La gente prima ha creduto nella Prima Repubblica, quella di Craxi-Andreotti-Forlani; ha poi creduto a Segni, a Bossi, e poi a Berlusconi; ha quindi creduto in Di Pietro e in Mani Pulite. Di delusione in delusione,

si è fatta strada la certezza che così non se ne esce. Ma se «così» non è, come?! «Per certi aspetti -scrive il politologo E. Berselli- dopo la rivoluzione acefala provocata dalla scoperta di Tangentopoli, il sistema maggioritario avrebbe dovuto essere l'equivalente figurato della ghigliottina, cioè un meccanismo politico duro, nitido, impietoso. E invece ...». E invece siamo alle solite. L'«antagonismo collaborante» di D'Alema-Berlusconi avrà felicemente preso il posto delle superate «convergenze parallele» di Moro-Berlinguer, però la politica nazionale resta sempre minorenne e minorata, perennemente sotto tutela dello Zio d'America e del Fratello Maggiore d'Israele; nel mentre la patria potestà vien esercitata oltreconfine, ieri dalla City e da Wall Street, oggi dalla Bundesbank, domani da... Una sola conclusione possiamo allora trarre al termine di questo lungo articolo in tre puntate: si cambia qualche burattino, si pulisce il palcoscenico e si rivernicia il teatrino; ma riguardo al burattinaio, quello, resta inamovibile, ubiquitario ed invisibile ai più.

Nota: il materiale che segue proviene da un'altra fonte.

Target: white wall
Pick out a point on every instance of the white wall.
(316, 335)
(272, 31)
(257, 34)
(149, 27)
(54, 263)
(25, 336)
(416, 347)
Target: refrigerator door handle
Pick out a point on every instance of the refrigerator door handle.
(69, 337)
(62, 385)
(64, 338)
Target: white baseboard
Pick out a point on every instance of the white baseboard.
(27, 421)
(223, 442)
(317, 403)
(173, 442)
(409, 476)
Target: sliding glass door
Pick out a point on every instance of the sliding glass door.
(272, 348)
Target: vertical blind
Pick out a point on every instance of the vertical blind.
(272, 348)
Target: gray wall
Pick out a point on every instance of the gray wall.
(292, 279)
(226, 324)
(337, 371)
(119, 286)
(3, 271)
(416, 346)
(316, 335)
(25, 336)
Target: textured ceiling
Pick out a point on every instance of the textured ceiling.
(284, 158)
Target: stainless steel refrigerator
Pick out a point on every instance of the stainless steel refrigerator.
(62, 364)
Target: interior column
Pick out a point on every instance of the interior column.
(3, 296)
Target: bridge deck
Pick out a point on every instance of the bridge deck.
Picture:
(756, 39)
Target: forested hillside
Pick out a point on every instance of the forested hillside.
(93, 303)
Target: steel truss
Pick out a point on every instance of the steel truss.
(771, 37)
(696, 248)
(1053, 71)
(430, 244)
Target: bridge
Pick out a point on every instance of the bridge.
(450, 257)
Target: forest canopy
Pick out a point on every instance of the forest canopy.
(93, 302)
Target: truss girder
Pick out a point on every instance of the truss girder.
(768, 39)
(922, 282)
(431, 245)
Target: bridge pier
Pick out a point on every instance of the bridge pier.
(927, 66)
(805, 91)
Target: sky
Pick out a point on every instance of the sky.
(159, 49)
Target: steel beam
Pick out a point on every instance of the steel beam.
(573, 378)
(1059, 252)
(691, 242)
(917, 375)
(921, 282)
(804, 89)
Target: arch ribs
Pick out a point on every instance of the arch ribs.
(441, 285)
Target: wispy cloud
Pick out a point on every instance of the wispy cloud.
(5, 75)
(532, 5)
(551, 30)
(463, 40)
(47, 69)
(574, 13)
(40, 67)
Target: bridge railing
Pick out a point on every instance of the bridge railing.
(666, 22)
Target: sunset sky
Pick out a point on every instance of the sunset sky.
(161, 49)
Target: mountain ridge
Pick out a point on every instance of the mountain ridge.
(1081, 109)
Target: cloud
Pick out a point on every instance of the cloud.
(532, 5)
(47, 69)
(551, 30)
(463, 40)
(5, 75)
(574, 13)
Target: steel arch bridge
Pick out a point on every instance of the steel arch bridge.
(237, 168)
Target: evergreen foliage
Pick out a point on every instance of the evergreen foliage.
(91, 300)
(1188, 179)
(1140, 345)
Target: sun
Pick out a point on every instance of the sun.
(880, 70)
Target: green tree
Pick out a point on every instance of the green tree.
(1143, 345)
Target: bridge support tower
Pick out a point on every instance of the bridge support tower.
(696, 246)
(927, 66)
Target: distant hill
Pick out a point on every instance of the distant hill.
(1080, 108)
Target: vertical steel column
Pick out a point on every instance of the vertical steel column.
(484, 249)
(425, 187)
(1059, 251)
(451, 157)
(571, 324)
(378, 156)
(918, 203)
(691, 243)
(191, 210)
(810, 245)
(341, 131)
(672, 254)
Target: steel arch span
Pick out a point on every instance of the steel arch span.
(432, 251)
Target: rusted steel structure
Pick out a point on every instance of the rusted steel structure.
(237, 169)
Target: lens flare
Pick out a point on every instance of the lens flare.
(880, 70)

Ecco quindi che in un clima di diversa consapevolezza, ma di comune rassegnazione, sta moltiplicandosi su scala individuale quanto la Lega Nord propugna su scala pseudo-comunitaria; vale a dire la secessione, la personale secessione da tutto il resto...

Credo che una simile tentazione si faccia a volte forte, un po' dovunque.

Ma credo anche, a pensarci meglio -e senza smarrire il senso delle proporzioni- che sia per opporsi a questa fuga, a questo unilaterale disarmo dalla politica, che "Tabularasa" ha e ritrova la propria ragion d'essere. Buon proseguimento, a tutti noi.